Haunted by innocence: the debate with Dostoevsky in Wright's 'other novel,' "The Outsider."

African American Review, Summer, 1996 by Michael F. Lynch

On the subject of Wright's influences in The Outsider, Margaret Walker Alexander, like Fabre, minimizes the roles of Camus and Sartre, and she points out that, in Wright's view, Dostoevsky was the world's greatest novelist and The Brothers Karamazov his greatest novel (53). In an interview shortly before his death, Wright explicitly stated Dostoevsky's preeminence in affecting his world view: "Ahead of all the writers who molded my philosophy concerning modern man comes Dostoevsky" (8). With Crime and Punishment, The Devils, and The Brothers Karamazov, Dostoevsky posits modern man's loss of belief as the gravest danger both to the individual and the community, and The Outsider echoes the idea of atheism as the root cause of the decay of values and social order. In characters such as Raskolnikov and Svidrigailov in Crime and Punishment; Stavrogin, Shatov, and Kirilov in The Devils; and Ivan Karamazov, Dostoevsky depicts the struggle of unbelief and the assertion of extreme self-will eventually eclipsed by the genesis of some sort of faith. Wright, on the other hand, does not suggest any possible regeneration for Cross, who remains stranded in his nihilistic revolt. Wright takes the position of the earnest, reluctant atheist, one who like Ivan does not so much celebrate freedom as insist that it be accepted and explored. Ivan reasons that "there is no virtue if there is no immortality" (60), deducing an agonized amorality much like that of Cross. When Ivan finds that he is morally responsible for his father's murder, he begins the painful reversal of his unbelief. When a train wreck allows Cross to stage his death and create a new identity, he finds nothing to restrain him from killing several people at will, until he wishes belatedly to love a woman and rejoin the community. He never sees the leap of faith as even a possibility because he discovers neither his responsibility for anything or anyone nor any limit to his right to self-will. The narrator's comment that "damned is the man who must invent his own god!" (483) summarizes Wright's theme that the absence of God opens up a chasm of despair. Cross's conclusion that therefore we" 'can do damn well what we please on this earth'" (483) becomes for Wright not a source of rejoicing but of troubled reflection and tragedy.

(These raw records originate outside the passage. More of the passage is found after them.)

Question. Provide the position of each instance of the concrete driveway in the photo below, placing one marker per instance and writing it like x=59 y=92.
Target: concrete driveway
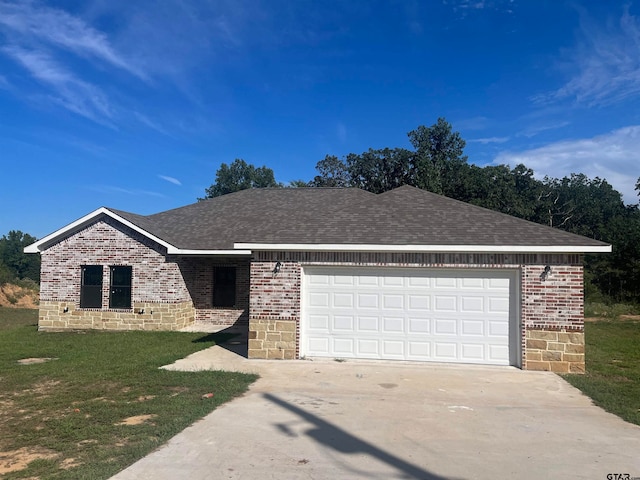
x=324 y=419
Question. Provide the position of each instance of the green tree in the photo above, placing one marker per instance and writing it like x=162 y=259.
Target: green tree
x=18 y=264
x=378 y=171
x=332 y=172
x=438 y=157
x=239 y=176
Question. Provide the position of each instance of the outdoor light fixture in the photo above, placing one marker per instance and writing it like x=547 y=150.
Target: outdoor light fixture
x=277 y=268
x=546 y=272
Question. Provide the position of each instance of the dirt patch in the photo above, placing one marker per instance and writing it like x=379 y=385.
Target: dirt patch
x=31 y=361
x=137 y=420
x=622 y=318
x=16 y=460
x=18 y=297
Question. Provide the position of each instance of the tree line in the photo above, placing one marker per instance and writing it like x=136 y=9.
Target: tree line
x=436 y=162
x=15 y=265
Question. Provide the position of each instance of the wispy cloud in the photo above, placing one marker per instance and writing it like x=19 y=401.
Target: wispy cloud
x=110 y=189
x=33 y=23
x=485 y=141
x=605 y=63
x=535 y=129
x=69 y=91
x=612 y=156
x=175 y=181
x=341 y=131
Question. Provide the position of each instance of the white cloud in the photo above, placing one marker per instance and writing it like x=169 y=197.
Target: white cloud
x=485 y=141
x=70 y=92
x=175 y=181
x=535 y=129
x=605 y=63
x=31 y=23
x=612 y=156
x=341 y=131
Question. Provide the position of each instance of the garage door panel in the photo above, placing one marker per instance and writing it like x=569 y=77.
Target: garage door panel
x=344 y=347
x=392 y=302
x=392 y=324
x=418 y=350
x=368 y=348
x=445 y=326
x=320 y=300
x=368 y=324
x=419 y=302
x=368 y=300
x=473 y=327
x=393 y=348
x=472 y=352
x=411 y=314
x=419 y=325
x=445 y=303
x=342 y=323
x=445 y=351
x=473 y=304
x=343 y=300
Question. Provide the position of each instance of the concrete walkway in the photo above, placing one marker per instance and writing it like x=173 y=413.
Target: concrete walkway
x=387 y=420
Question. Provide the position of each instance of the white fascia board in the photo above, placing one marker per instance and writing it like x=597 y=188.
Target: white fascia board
x=425 y=248
x=37 y=247
x=204 y=253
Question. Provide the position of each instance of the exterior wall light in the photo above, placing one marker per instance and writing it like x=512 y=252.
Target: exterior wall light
x=277 y=268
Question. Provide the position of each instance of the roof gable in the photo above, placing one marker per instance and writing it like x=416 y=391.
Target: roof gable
x=403 y=219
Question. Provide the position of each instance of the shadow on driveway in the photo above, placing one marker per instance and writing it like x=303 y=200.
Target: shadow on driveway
x=334 y=437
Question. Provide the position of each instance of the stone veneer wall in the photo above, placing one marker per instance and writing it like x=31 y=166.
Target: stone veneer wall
x=157 y=283
x=156 y=316
x=551 y=307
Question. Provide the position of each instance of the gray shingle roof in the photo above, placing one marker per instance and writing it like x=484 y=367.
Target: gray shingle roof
x=404 y=216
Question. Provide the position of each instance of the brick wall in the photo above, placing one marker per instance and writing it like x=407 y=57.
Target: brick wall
x=549 y=304
x=198 y=273
x=172 y=287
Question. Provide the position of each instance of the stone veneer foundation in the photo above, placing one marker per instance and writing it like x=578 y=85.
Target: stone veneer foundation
x=155 y=316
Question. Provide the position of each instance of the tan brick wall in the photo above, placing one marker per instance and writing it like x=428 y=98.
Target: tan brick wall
x=559 y=351
x=154 y=316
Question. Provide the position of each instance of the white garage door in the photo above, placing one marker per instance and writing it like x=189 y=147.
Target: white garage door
x=463 y=316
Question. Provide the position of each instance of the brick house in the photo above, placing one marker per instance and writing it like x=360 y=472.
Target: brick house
x=339 y=273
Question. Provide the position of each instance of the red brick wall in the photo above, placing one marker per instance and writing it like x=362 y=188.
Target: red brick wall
x=107 y=243
x=157 y=278
x=551 y=303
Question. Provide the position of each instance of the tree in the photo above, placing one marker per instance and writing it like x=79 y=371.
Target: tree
x=18 y=264
x=240 y=176
x=438 y=157
x=332 y=172
x=378 y=171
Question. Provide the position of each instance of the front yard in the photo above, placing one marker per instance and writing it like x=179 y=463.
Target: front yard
x=86 y=405
x=613 y=367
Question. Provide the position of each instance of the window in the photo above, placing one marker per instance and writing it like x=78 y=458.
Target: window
x=224 y=287
x=91 y=286
x=120 y=291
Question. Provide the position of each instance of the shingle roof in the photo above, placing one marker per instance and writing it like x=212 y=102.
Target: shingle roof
x=349 y=216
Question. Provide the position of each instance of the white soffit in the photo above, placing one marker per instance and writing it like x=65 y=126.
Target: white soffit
x=426 y=248
x=42 y=244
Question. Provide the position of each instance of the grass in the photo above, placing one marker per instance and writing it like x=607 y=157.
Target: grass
x=613 y=368
x=71 y=412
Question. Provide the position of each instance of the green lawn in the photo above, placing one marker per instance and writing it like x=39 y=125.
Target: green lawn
x=613 y=367
x=101 y=403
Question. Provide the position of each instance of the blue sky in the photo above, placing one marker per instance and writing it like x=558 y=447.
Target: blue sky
x=134 y=105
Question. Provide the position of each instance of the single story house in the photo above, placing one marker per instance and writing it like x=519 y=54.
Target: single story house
x=329 y=272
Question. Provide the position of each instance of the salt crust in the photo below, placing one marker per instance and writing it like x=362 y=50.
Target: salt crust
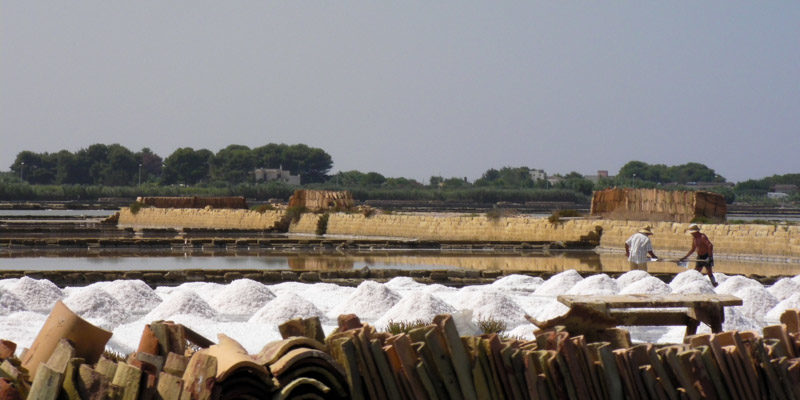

With remarkable liberality Wright models many aspects of his novel on Crime and Punishment, partially and presumably to indicate his debt to Dostoevsky and his philosophical agreement with him in some areas. Both Raskolnikov and Cross are university dropouts in their mid-twenties who are crushingly poor but who feel that their advanced intellect makes them superior to the masses of humanity. Both suffer from debilitating physical strains such as hunger, malnutrition, and fever, along with extreme nervous tension. Both have widowed, meddling mothers who have infused guilt and a neurotic self-image into their sons, and both rebel against this moralism with radical self-assertion. Wright employs two "Sonya" characters, the first being Jenny, the prostitute who offers to go away with Cross without knowing of his first murder. Just as Dostoevsky presents Sonya as Raskolnikov's means of salvation through confession and reparation, Wright uses Eva, the second figure, to elicit a similar, unrepentant confession. But Eva's subsequent suicide, based on her moral naivete, suggests that for Cross there can be no salvation. Wright also includes a character much like Svidrigailov in Hilton, whose function is similarly to threaten the protagonist with his knowledge of the murders and whose cold-blooded amoralism suggests the protagonist's duality and participation in evil. Cross seems momentarily to recognize Hilton's evil as part of himself, but he kills him in the attempt to deny it or to extract it from himself. Wright uses Hilton's agnostic and nihilistic lecture to Cross just as Dostoevsky uses Svidrigailov's comments to enlarge Raskolnikov's self-knowledge.